「喜びも悲しみも幾歳月」1957年日 評価3.5


監督:木下惠介
出演:高峰秀子、佐田啓二、有沢正子他

1989年、2024年1月観賞

 第二次世界大戦前の1932年から、戦後の1955年まで、日本各地で灯台守として暮らした有沢四郎ときよ子の夫妻。どんな辺鄙な赴任地でも夫婦で力を合わせて生きてきた二人には娘と息子が生まれるが、息子は事故死、娘も結婚した相手の海外赴任で日本を離れることになり結局は二人きりになる。海外へ旅立つ船に乗る娘を灯台から見送る二人は、これまでの人生を懐かしむとともに、将来も力を合わせて生きていくことを誓う。

 物語は、日本各地の灯台を転々と転勤する灯台守夫婦の人生を、第二次世界大戦の空襲や、息子の事故死などという出来事はあるにはあるが、かなり淡々とつづり、敢えて感動をことさらに主張する演出はない。その中で、人情物語を幾重にも重ねることで、人生の過酷さ、その中の幸福感を浮き彫りにしていく。

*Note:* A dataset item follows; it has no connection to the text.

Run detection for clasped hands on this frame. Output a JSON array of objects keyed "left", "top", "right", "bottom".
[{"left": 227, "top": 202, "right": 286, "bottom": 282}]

 辛くって、縁の下の力持ちでしかない灯台守の日常的な生活に煌びやかさは些かもない。しかし人生はほとんどがそんなもの。当時の日常の幸福を感じようとした50年、60年代の日本の観客は、この内容に力を得られたのであろうと思われ、本作は大ヒットを記録している。

 一方、そのような内容だから現代ではこの種の話は映画的魅力はないのだろうなと思う。もうこれは映画の出来の良し悪しとか、面白いかどうかではなく、時代の流れなのだろう。心の中では良い映画とは思うのだが、自分も含めて本作のような内容は現代人の心には訴求しないんだろうな。そして、もちろん本作以降に生まれた私の生活感はそんな現代人っぽいものに変化してきていて、35年前に鑑賞した時、本作の主人公が自分の両親の生きざまにダブって感傷深かったことで評点4.5と評価したのだが、今の純粋な気持ちでは評価が下がってしまうのは致し方ない。